Poznajcie Mad Sheilę, która zadebiutowała właśnie w trailerze chińskiej podróbki filmu "Mad Max: Na drodze gniewu".
"Mad Max: Na drodze gniewu" był jednym z najlepszych filmów 2015 roku. Pojawił się dość nieoczekiwanie, ale bez problemu zmiótł konkurencję w gatunku filmów akcji. Niestety, ze względu na ciągle istniejącą cenzurę w Chinach i wynikającą z niej procedurę dopuszczania na tamtejszy rynek zaledwie kilkunastu produkcji zagranicznych (głównie hollywoodzkich) rocznie, czwarta odsłona "Mad Maxa" w ogóle nie pojawia się w chińskich kinach.
Jednak dla chcącego nic trudnego. W sieci zadebiutował trailer "chińskiej podróbki" nowego "Mad Maxa", który nosi tytuł "Mad Sheila". Film, nakręcony za nieduży budżet, w rejonach Mongolii, z amatorami bądź tanimi aktorami z chińskich produkcji telewizyjnych, będzie próbował wypełnić lukę po braku oryginału. Ewidentnie autorzy wzorują się na warstwie formalnej z czwartego "Mad Maxa". Do tego, jego główna bohaterka nawiązuje do postaci Furiosy. Nawet plakat promujący film jest bezwstydną zżyną. Zresztą, sami zobaczcie trailer:
"Mad Sheila" tworzona jest z myślą tylko i wyłącznie o rynku chińskim i raczej nie ma planów, by pokazywać ten film w innych częściach świata. Choć przyznam, że z czystej ciekawości, sam bym go chętnie obejrzał.

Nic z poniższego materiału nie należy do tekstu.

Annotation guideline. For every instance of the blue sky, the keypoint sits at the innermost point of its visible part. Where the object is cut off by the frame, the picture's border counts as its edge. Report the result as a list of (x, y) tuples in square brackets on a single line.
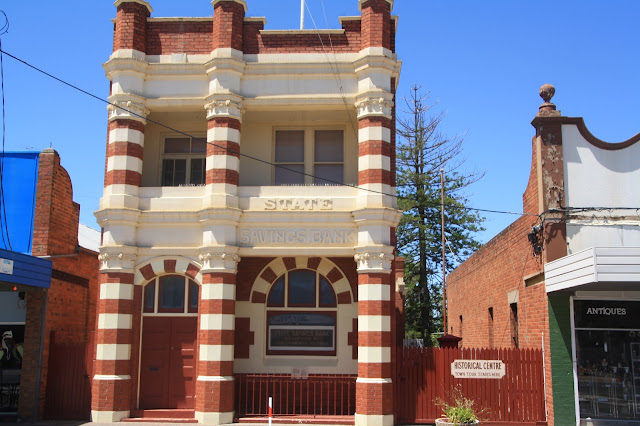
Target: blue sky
[(482, 61)]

Interesujące w tym wszystkim jest to, że Chiny nadal, pomimo niesamowitego rozrostu tamtejszej kinematografii (są w tej chwili drugim największym rynkiem zbytu na świecie), inwestują w dość liche i ryzykowne produkcje, będące na krawędzi plagiatu i piractwa. Kiedyś, gdy rynek ten był bardziej odizolowany, nie było z tym takiego problemu, natomiast dziś, gdy Chiny coraz bardziej się otwierają i zawierają poważne umowy i współprace z Hollywood, mogą sobie tylko szkodzić. Zobaczymy co z tego wyniknie.